Endoscopy is an intrinsic part of gastroenterology practice. When a country is completely overwhelmed by an outbreak, all elective procedures cease and the limited resources left for GI endoscopy are channelled towards only life-saving emergency therapeutic GI endoscopy procedures. When the outbreak is still contained and if resources permit, it is possible to continue performing routine GI endoscopy procedures that cannot be deferred for too long for uninfected patients. There is a risk of transmission of infection from undiagnosed or pre-symptomatic patients to healthcare professionals during endoscopy.(16) This issue has been addressed by the Chapter of Gastroenterologists, Academy of Medicine, Singapore, in a recently published guideline.(17) In essence, both upper and lower GI endoscopy procedures may result in transmission of infection. Upper endoscopy procedures are considered aerosol-generating procedures. Additionally, SARS-CoV-2 can be detected in the faeces of infected patients, raising the concern of a faecal-oral route of transmission.(9) Thus, precautions taken during the performance of colonoscopy should be the same as those for upper endoscopy. It is important to perform patient screening and risk stratification before listing a patient for an elective procedure. The aim is to identify patients who may potentially be infected or are at risk of being infected, and reschedule their elective endoscopy to a later date when it is clearer that they are not infected. For patients with confirmed or suspected COVID-19 infection, only emergency GI endoscopic procedures that have an immediate impact on management should be performed.

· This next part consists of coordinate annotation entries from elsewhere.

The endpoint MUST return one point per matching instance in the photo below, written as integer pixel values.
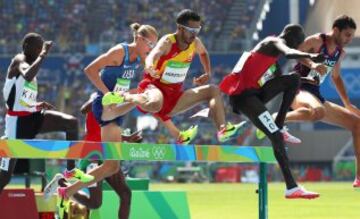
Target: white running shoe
(288, 137)
(51, 187)
(300, 193)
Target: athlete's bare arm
(162, 48)
(20, 66)
(113, 57)
(296, 54)
(340, 87)
(312, 44)
(205, 61)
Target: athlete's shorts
(93, 130)
(171, 95)
(23, 127)
(313, 89)
(97, 109)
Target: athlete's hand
(202, 79)
(44, 106)
(317, 57)
(320, 68)
(153, 72)
(133, 137)
(46, 47)
(352, 108)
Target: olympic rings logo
(158, 152)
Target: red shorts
(171, 94)
(93, 130)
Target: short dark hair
(186, 15)
(31, 38)
(293, 28)
(343, 22)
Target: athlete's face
(344, 37)
(33, 50)
(190, 31)
(146, 44)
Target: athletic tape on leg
(267, 120)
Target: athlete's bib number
(29, 95)
(240, 64)
(175, 72)
(122, 85)
(268, 75)
(314, 75)
(90, 167)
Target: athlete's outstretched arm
(296, 54)
(162, 48)
(340, 87)
(19, 66)
(312, 44)
(205, 62)
(113, 57)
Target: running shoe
(231, 131)
(51, 187)
(288, 138)
(112, 98)
(63, 203)
(356, 183)
(187, 136)
(79, 175)
(83, 164)
(300, 193)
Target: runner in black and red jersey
(255, 80)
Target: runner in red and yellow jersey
(166, 67)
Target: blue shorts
(97, 109)
(313, 89)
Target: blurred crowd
(90, 26)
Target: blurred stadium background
(82, 29)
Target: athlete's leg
(118, 183)
(151, 100)
(113, 112)
(110, 132)
(8, 166)
(289, 85)
(195, 96)
(340, 116)
(91, 201)
(57, 121)
(256, 111)
(170, 126)
(306, 107)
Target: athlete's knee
(72, 123)
(294, 80)
(111, 167)
(317, 113)
(125, 194)
(214, 90)
(355, 125)
(94, 203)
(276, 138)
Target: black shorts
(313, 89)
(23, 127)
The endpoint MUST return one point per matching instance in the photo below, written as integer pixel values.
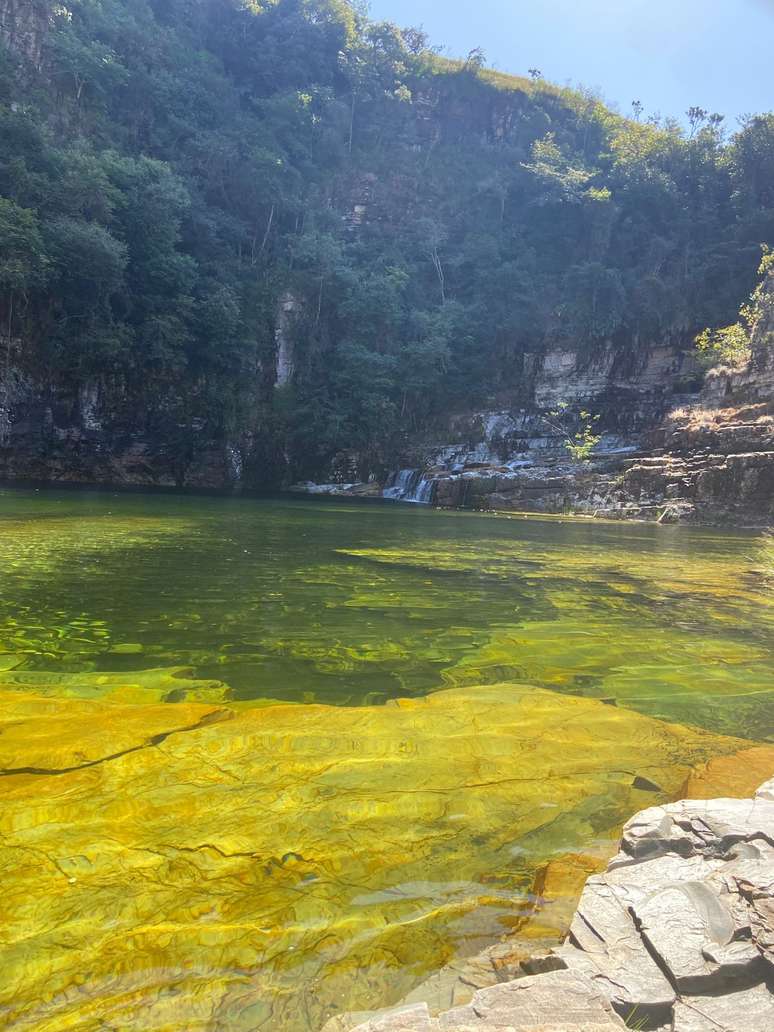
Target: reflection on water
(181, 851)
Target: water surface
(299, 755)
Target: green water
(357, 604)
(181, 852)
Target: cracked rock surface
(676, 936)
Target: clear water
(123, 614)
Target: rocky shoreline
(677, 935)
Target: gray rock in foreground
(677, 935)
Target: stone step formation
(677, 935)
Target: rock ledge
(676, 935)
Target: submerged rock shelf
(676, 935)
(193, 866)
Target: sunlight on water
(265, 762)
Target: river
(269, 761)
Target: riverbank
(677, 935)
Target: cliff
(251, 245)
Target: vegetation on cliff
(173, 174)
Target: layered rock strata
(676, 935)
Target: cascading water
(410, 485)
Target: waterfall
(410, 485)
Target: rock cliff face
(707, 456)
(676, 935)
(23, 26)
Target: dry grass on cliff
(694, 418)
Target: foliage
(732, 345)
(174, 170)
(580, 440)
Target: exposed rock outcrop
(676, 935)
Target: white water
(409, 485)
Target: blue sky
(669, 54)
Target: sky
(671, 55)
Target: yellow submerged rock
(183, 867)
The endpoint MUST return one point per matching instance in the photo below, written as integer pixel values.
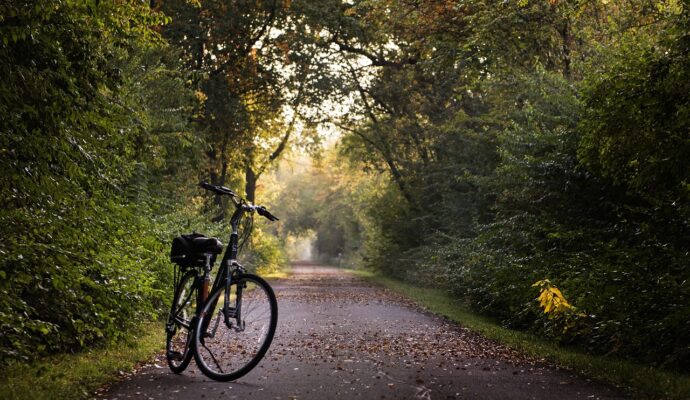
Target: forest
(531, 157)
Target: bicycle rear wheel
(236, 328)
(180, 321)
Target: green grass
(77, 376)
(642, 381)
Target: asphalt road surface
(339, 337)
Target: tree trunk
(250, 182)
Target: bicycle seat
(207, 245)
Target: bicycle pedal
(175, 355)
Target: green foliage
(526, 141)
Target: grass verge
(77, 376)
(643, 381)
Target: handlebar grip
(206, 186)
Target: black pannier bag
(187, 250)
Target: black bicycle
(229, 328)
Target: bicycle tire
(227, 351)
(180, 321)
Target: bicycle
(229, 328)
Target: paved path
(341, 338)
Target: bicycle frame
(229, 269)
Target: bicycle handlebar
(239, 201)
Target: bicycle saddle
(207, 245)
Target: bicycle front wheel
(235, 328)
(178, 337)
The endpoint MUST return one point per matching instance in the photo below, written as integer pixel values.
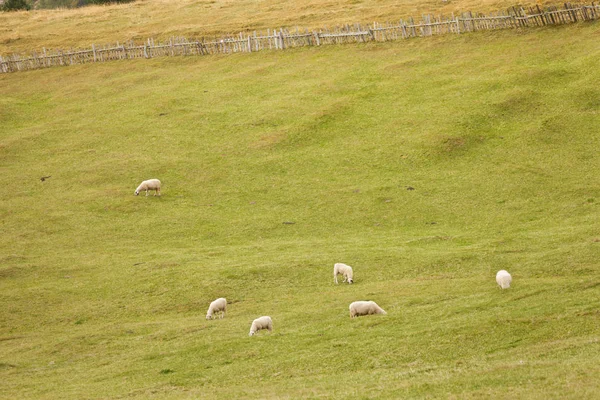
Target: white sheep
(504, 279)
(261, 323)
(150, 184)
(342, 269)
(359, 308)
(217, 306)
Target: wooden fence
(279, 39)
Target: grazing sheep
(261, 323)
(150, 184)
(342, 269)
(504, 279)
(359, 308)
(217, 306)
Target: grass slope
(104, 293)
(25, 32)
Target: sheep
(359, 308)
(150, 184)
(217, 306)
(342, 269)
(261, 323)
(504, 279)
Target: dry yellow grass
(61, 29)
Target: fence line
(279, 39)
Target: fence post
(281, 40)
(371, 34)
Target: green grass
(104, 293)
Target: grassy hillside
(162, 19)
(275, 165)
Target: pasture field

As procedures could conceivably be performed on asymptomatic undiagnosed patients due to disease spread in the community, and an endoscopy list generally consists of a mix of both upper and lower endoscopy cases, it is recommended that enhanced personal protective equipment (PPE) be used for all GI endoscopy procedures during the COVID-19 pandemic. This enhanced PPE consists of an N95 face mask, eye protection with goggles or a face shield, an operating theatre cap or hairnet, a water-resistant gown, and gloves. Hand hygiene must be practised when PPE is worn and removed. For confirmed or suspected cases of COVID-19 infection needing emergency GI endoscopy procedures, the use of powered air-purifying respirators (if available), in addition to enhanced PPE, provides an additional safety barrier and should be strongly considered. There must be strict adherence to infection prevention and control measures such as endoscope reprocessing and environmental decontamination within the endoscopy room.